ううん、だって私十代君の本質しか知らないのです。こうしてふたりきりで会うのも確か初めてだったと思います。私は輪の中にいてもいつも前には出れず、話すらできず、ただ十代君の言葉しか耳に入らない、といった感じだったので、彼のアイデンティティだとかそういった表面的な人間性は、メール以外に深く対話したことのない私にはあまりわからない事でした。だからどうして今ふたりでいられるのか不思議になり、何故私めがこのような状況を作り出してしまったのかなど、難しい事を沢山考えてしまう次第でした。とにかく申し訳なくなり、「夕食だし、そろそろ戻ろうか」と促しますと、途端、十代君は神妙な顔つきで私の腕を掴みました。いよいよ私はわからなくなりました。夢の出来事が走馬灯のように過ぎります。私は初めて、今、生まれて初めて十代君に、神様に触れたのです。

「もうちょっと見たい。一緒じゃ嫌か。」
「そんなことないよ!」
「俺さ、お前に言わなきゃいけないことがある気がするんだけど、それは今既に伝えていい時期なのかがわからない。」
「う…ん…。」

よくはわからなかったけれど、この日はこれで解散となりました。また会ってくれ、と言われました。私はとうとうわからなくなりました。わからなくなりました。

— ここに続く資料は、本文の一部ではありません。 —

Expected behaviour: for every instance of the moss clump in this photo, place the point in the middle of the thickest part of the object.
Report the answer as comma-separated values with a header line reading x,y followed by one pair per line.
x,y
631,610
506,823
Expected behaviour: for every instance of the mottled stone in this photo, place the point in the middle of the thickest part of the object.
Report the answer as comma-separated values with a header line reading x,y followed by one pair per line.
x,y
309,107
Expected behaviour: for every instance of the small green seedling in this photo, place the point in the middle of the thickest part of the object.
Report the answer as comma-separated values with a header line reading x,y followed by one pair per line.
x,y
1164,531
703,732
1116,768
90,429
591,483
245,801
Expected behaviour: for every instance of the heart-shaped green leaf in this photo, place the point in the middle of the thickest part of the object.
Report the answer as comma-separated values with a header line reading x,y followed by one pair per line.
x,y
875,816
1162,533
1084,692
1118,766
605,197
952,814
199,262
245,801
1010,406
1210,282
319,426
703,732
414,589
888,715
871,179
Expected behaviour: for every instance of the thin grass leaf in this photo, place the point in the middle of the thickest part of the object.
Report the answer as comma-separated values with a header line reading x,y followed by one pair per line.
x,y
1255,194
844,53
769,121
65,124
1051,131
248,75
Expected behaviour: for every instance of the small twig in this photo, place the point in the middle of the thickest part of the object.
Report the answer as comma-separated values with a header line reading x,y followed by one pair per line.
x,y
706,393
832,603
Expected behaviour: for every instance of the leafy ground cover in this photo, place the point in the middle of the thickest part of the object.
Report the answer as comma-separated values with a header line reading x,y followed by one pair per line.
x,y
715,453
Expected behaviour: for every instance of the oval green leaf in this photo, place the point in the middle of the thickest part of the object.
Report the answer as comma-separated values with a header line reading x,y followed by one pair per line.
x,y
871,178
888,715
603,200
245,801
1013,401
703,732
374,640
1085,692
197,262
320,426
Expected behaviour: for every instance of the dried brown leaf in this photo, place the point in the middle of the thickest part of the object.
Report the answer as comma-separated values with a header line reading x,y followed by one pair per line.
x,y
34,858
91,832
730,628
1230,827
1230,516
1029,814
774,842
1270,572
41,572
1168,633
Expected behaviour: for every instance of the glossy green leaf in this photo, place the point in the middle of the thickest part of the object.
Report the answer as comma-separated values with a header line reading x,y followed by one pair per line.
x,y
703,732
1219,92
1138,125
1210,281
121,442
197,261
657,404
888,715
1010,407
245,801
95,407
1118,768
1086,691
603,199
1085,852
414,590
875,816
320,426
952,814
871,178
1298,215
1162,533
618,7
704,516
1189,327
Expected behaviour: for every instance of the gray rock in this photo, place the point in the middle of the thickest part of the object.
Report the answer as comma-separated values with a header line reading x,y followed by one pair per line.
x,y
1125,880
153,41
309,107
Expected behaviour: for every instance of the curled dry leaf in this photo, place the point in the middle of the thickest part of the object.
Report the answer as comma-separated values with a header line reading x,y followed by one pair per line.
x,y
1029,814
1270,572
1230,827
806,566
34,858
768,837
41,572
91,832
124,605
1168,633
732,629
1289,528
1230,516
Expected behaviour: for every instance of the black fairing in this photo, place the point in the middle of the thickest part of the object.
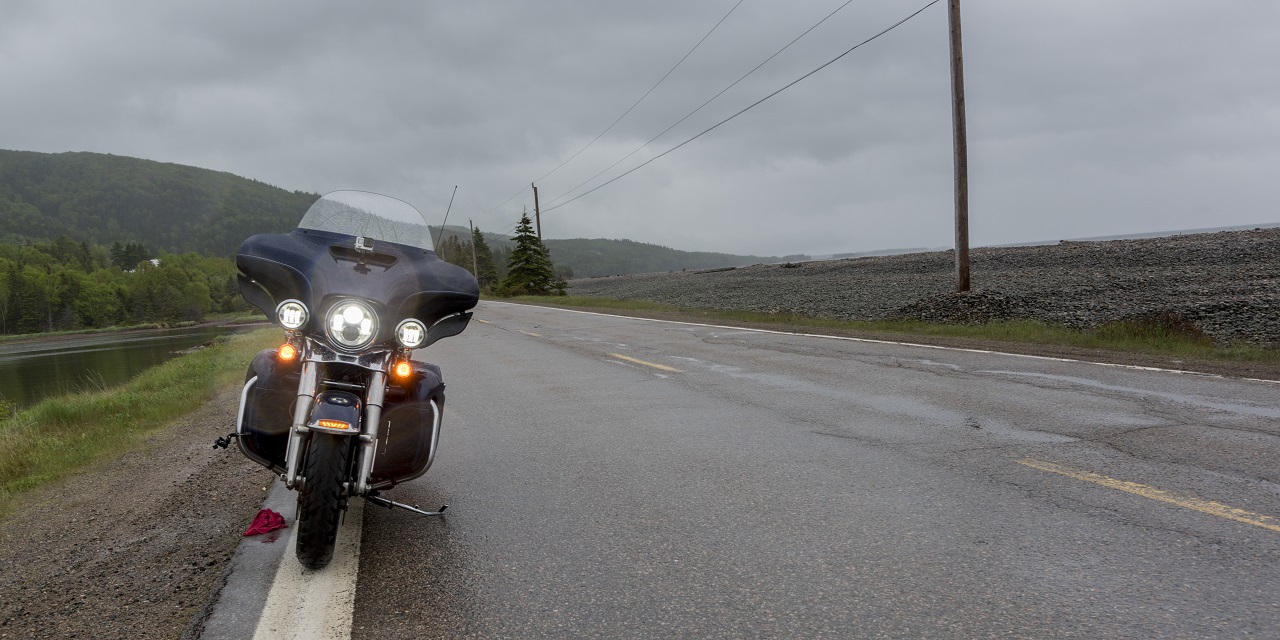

 夕食の席に明日香の姿はありませんでした。私は不思議に思い、食事を殆ど残してすぐ部屋に戻る事にしました。

「明日香、ご飯は…?」
「要らないわ。」
「どうしたの?何かあった?」

明日香はいつものピンク色のパジャマ姿できちんとメイクされたベッドに横たわっていました。この間私が不注意で汚したシーツをひいていました。明日香からトゲトゲしい雰囲気を感じたので、これ以上は何も聞かないほうが良いと判断した私はシャワー室で今日の汗を流しました。あの強気の明日香が落ち込むなんて相当な事があったのではないでしょうか。明日香が愛用しているボディソープを泡立て、全身を優しく擦ります。最後に性器を洗います。ついでに膣内に軽く触れます。その時、はっとしました。「まさか、私の自慰がばれてしまった?」明日香も女です、よだれと膣液の区別くらいわかるはずです。私は、もしそうだとするとあのデュエル哲学の後部屋にこなかったのは、授業後こっそり休憩室で自慰する私を目撃してショックを受けたからではないでしょうか!シャネルの香水も、淫靡な私への当て付けだったのではないでしょうか!考え出すと止まらなくなり、私はシャワー室から出られなくなってしまいました。とても恐ろしかったのです。しかし、いつまでたってもシャワー室から出ない私を見計らってか、ガラス扉の前に私より少し背丈のある影が浮かび、戸
をトントンと叩かれました。明日香です。
「名無し…今日はシャワー長いわね」
明日香の声はとても低く、しかし憤りといった類のものは感じられない、落胆した時のような声色でした。

「そんなこと…ないよ。」
「長いわよ。恋でもしてるの。」
どく、と波打つ心臓を抑えました。
「怒ってる…?私のこと嫌いになった…?」
「とりあえず、出てきなさいよ。湯冷めするわよ。」
「え…じゃ、あっち行ってて…。」
「はあ?女同士でしょ?」
「わ…わかった。」

私はシャワー室のガラス扉を開き、素っ裸で明日香と対面しました。明日香の背後には大きな鏡があり、私羞恥で真っ赤になった姿を映していました。
それでも私の脳裏には明日香のベッドでの自慰行為の興奮が蘇り、水滴とは違うもので性器を濡らしました。こんな屈辱はないと思いました。こんな時十代君がいれば、きっと私を救いと贖罪に導いてくれたに違いありません。私は悪なのです。先天的に、悪なのです。だから許して欲しかったのです。十代君なら全てを許してくれると信じていたのです。

「今日、どこにいたの。」
「え…?どこって…実技の授業でしょ?」
「その後よ。」
「十代君と…いたよ。」

その言葉をきくと、明日香は目を閉じて黙りました。そのうち明日香の大きな瞼から雫が溢れ出てきました。私はぎょっとしてバスタオルでそれを拭おうとしたら、「やめて!」と振り払われてしまいました。私はひどく傷つき、放心しました。明日香に嫌われるのがとても怖かったのです。辛いのは明日香のはずなのに、何もわからない私は図々しくも涙を滲ませてしまいました。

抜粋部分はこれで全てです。